Search code examples
pythonpytorchmatrix-multiplication

Batch multiplication of layer outputs and scalar factors in PyTorch


The model architecture I'm working with has k parallel convolution layers. The individual outputs of these layers are combined linearly using a MLP layer predicting weights. The model takes batch images as input and outputs batch images (with a different channel count).

A simplified forward() function is as follows:

# the batch input
#   input channels = 3
#   input dimensions = 32x32
# x.size() = [128, 3, 32, 32]
x

# self.mlp = Flatten -> Linear -> LeakyReLU
# conv_weights.size() = [128, 8]
#   batch size = 128
#   8 scalar values for each of the 8 convolution layers
conv_weights = self.mlp(x)

# run convolutions
# self.convs = ModuleList([Conv2d -> BatchNorm2d -> LeakyReLU])
conv_outputs = []
for conv in self.convs:
    # size = [128, 32, 32, 32]
    #   output channels = 32
    #   output dimensions = 32x32
    conv_outputs.append(conv(x))

result = ???

I'm having trouble trying to multiply the convolution outputs with the scalar factors due to the additional dimension for the batch size.
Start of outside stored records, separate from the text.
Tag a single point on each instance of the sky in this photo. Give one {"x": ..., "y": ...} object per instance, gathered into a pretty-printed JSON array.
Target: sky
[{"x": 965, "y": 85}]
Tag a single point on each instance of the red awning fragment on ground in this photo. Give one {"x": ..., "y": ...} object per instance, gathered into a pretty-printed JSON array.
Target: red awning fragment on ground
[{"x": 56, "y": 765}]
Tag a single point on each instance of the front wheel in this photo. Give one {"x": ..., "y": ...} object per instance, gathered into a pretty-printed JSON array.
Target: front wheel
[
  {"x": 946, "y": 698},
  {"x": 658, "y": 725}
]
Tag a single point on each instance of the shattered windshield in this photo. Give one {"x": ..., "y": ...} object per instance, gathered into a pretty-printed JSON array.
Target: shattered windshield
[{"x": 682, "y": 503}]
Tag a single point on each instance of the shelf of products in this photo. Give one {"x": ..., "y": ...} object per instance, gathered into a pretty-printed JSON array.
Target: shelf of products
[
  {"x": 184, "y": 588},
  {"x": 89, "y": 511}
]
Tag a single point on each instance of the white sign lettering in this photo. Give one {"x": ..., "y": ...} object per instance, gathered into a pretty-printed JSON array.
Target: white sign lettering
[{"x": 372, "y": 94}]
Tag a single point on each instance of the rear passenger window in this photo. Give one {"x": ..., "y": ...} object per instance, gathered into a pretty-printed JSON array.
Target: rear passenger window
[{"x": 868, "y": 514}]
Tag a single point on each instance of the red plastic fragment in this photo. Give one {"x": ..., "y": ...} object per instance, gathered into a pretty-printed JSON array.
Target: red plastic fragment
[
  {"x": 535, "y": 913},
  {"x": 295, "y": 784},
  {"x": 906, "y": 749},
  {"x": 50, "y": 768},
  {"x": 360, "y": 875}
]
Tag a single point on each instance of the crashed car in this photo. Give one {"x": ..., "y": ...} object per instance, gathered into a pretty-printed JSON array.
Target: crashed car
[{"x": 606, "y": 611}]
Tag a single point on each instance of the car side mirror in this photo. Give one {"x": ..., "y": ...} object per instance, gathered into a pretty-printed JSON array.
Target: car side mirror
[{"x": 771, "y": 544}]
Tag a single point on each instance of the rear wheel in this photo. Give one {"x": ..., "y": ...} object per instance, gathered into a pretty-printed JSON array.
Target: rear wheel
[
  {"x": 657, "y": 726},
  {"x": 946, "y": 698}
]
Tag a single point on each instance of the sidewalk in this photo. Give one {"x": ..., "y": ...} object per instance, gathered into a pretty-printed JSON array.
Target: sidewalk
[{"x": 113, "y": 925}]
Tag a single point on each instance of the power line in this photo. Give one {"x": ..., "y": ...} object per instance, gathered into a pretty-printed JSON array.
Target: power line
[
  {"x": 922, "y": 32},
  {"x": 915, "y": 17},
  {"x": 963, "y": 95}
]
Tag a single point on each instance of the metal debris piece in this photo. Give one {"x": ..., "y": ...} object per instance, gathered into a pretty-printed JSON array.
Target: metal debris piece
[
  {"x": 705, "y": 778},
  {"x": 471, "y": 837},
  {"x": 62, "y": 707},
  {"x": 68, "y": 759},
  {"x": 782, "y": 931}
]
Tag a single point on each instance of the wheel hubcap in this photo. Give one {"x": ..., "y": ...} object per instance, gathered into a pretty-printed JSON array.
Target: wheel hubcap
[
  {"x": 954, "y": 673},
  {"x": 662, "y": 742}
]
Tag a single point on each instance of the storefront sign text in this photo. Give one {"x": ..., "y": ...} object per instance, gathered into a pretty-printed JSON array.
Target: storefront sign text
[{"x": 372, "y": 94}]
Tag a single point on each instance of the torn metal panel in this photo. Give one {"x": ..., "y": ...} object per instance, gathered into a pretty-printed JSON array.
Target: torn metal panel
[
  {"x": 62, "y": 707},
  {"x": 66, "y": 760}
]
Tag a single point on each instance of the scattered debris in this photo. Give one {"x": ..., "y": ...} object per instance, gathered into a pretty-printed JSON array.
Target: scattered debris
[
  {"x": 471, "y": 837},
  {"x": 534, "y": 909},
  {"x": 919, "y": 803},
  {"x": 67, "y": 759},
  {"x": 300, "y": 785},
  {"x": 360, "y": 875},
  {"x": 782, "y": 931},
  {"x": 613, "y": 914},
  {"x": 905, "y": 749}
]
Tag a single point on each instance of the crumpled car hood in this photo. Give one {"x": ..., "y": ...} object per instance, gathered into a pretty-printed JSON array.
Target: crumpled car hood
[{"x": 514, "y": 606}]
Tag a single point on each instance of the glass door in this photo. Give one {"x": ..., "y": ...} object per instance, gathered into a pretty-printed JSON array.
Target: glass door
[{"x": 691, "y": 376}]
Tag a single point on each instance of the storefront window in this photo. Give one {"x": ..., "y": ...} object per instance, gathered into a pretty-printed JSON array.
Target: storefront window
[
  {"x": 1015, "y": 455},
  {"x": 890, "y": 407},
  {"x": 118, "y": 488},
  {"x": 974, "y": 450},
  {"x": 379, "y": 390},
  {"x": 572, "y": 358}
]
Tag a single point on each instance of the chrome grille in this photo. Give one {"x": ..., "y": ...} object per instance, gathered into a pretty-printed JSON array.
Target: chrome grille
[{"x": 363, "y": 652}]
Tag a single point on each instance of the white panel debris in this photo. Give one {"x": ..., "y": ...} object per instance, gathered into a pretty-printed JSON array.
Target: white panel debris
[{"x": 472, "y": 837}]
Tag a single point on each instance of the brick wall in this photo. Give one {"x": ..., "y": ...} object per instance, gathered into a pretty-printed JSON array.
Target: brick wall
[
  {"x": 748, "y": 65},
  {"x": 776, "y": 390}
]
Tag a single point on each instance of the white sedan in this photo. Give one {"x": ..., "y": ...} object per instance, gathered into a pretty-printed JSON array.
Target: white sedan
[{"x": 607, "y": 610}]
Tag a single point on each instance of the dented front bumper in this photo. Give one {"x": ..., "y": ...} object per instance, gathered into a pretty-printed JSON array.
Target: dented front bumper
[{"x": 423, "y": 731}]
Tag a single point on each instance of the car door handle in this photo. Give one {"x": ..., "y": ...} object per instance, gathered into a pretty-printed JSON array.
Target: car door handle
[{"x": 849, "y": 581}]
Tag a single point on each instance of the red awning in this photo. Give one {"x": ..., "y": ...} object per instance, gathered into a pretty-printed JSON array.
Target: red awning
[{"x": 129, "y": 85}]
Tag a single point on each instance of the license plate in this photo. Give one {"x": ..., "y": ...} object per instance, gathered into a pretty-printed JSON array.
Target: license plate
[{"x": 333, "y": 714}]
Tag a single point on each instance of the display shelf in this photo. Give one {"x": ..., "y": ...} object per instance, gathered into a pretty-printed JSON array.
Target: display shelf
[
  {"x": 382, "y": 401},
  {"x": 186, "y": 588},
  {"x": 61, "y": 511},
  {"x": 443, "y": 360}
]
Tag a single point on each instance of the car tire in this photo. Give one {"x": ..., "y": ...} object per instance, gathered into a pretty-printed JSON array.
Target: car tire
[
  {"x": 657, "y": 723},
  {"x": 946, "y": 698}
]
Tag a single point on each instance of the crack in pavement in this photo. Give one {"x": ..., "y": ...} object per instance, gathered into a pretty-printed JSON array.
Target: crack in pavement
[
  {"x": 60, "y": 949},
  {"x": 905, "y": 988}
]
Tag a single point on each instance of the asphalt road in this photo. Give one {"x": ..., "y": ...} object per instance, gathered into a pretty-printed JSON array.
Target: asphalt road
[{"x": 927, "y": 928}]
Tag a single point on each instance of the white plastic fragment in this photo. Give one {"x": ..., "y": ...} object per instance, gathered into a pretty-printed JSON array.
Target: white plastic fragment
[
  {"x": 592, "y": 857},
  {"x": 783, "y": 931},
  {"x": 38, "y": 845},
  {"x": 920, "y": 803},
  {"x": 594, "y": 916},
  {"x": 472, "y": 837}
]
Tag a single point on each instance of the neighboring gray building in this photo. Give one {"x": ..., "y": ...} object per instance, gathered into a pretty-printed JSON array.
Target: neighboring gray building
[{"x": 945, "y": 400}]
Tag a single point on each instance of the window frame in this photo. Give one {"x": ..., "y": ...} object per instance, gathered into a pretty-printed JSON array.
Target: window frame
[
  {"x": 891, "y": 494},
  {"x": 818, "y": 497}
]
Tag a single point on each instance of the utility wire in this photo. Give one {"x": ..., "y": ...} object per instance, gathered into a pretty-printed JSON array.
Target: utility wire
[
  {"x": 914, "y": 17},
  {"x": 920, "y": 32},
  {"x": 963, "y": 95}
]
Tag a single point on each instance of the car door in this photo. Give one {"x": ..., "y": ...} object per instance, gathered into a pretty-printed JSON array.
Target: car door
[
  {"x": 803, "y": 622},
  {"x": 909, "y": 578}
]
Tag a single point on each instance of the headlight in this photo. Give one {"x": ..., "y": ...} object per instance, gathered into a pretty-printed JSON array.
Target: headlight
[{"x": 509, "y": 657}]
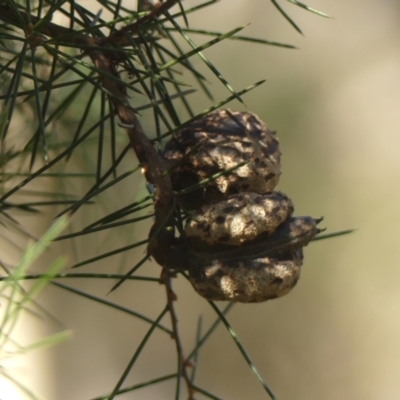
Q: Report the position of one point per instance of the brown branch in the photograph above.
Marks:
(153, 165)
(171, 297)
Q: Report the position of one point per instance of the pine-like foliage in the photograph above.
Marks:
(108, 87)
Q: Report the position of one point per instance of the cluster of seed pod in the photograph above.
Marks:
(241, 242)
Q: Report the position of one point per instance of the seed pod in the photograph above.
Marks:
(245, 280)
(218, 142)
(239, 219)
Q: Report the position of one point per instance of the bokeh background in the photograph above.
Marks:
(335, 104)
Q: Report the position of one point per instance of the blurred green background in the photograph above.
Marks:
(335, 105)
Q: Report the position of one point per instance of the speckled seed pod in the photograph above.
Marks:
(217, 142)
(246, 280)
(239, 219)
(257, 271)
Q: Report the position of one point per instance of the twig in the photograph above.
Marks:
(171, 297)
(153, 165)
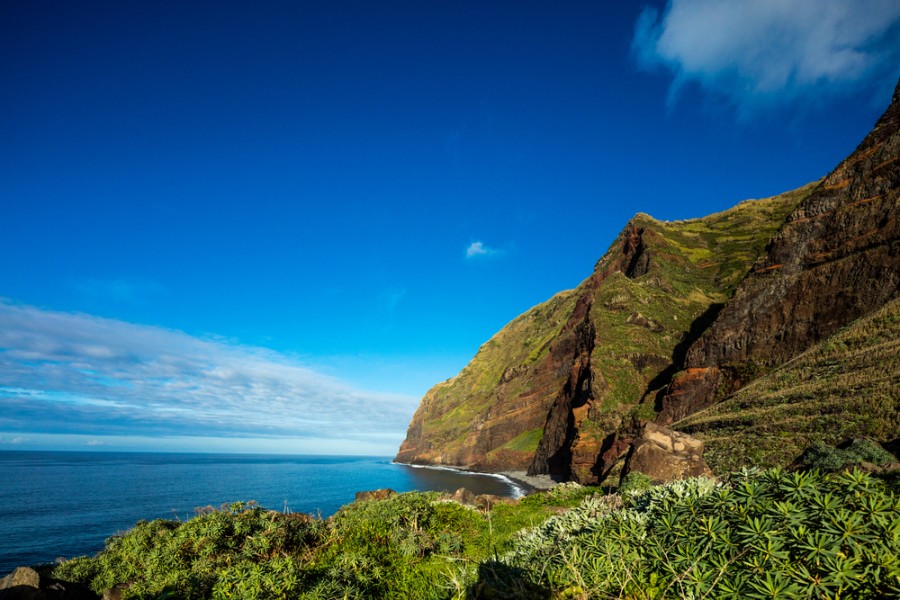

Without the batch size, I could simply do a scalar multiplication of each convolution layer.

How do I multiply the output of each convolution layer with the MLP output?


Solution

  • To combine linearly your n=8 outputs, you can first stack conv_outputs on dim=1. This leaves you with a tensor of shape (b,n,c_out,h,w):

    >>> conv_outputs = torch.stack(conv_outputs, dim=1)
    

    Then broadcast conv_weights to (b,n,1,1,1) and multiply to conv_outputs. What matters is that dimensions of size b and size n remain in first positions. The last three dimensions are expanded automatically on conv_weights to compute the resulting tensor linear_comb:

    >>> linear_comb = conv_weights[:,:,None,None,None]*conv_outputs
    

    Now linear_comb is shaped (b,8,c_out,h,w), finish by reducing dim=1:

    >>> result = linear_comb.sum(1)
    

    Final shape is (b,c_out,h,w).